Addendum: Within the first six months we have had these 4 computers running, we have had to contact Dell three separate times to get two motherboards replaced and one hard drive replaced. Contacting Dell (i.e. actually talking to a person) took many hours on a phone and about 7 e-mails to finally convince them that our motherboards were broken. Once they were convinced, they did send someone out and fixed it onsite, which was nice. These computers have not impressed me much. These machines cost about $1300 each and have had these kind of problems. I cannot imagine what kind of problems the cheaper Dell computers are going to have. They may be cheap, but you definitely are getting what you pay for.

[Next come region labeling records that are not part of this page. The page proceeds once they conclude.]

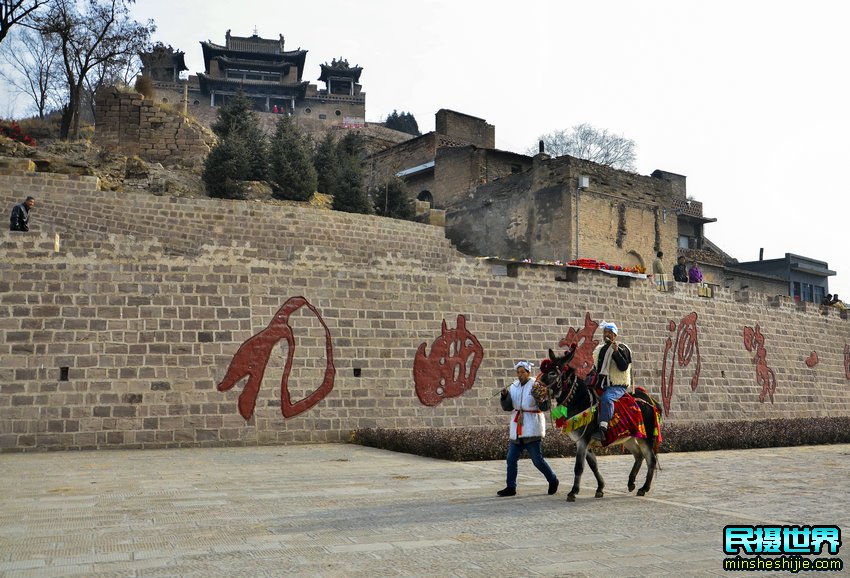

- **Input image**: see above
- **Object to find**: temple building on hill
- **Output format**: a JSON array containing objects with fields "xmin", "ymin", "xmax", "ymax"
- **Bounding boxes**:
[
  {"xmin": 136, "ymin": 30, "xmax": 366, "ymax": 127},
  {"xmin": 198, "ymin": 30, "xmax": 308, "ymax": 114}
]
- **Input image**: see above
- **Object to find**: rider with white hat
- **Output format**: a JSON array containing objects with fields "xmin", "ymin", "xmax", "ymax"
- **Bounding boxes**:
[{"xmin": 591, "ymin": 323, "xmax": 632, "ymax": 441}]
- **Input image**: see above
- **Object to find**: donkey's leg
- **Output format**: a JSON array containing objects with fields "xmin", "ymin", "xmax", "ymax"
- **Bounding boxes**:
[
  {"xmin": 638, "ymin": 440, "xmax": 658, "ymax": 496},
  {"xmin": 623, "ymin": 438, "xmax": 643, "ymax": 492},
  {"xmin": 587, "ymin": 450, "xmax": 605, "ymax": 498},
  {"xmin": 567, "ymin": 439, "xmax": 587, "ymax": 502}
]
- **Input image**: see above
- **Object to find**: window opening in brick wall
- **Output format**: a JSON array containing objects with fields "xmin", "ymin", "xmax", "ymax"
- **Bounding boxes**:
[{"xmin": 555, "ymin": 269, "xmax": 578, "ymax": 283}]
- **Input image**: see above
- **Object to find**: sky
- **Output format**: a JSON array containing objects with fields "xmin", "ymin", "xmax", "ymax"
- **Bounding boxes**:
[{"xmin": 3, "ymin": 0, "xmax": 850, "ymax": 300}]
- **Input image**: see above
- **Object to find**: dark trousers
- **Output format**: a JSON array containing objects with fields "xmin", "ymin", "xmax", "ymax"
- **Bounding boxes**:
[{"xmin": 507, "ymin": 438, "xmax": 558, "ymax": 488}]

Similarly the software has been problematic - Windows XP was starting to crash and have various problems after about 8 months, so we had to reinstall a fresh disk image. Not too hard because we have the entire disks imaged, so we just copy that over and update all the software. (Linux has been working fine so far.) Took about a day to get these 4 computers running Windows XP again. Granted, these are public machines, so they are not taken care of by anyone person, but I have had 5 computers running Linux in an afterschool program running for about 6 months with almost no maintenance required.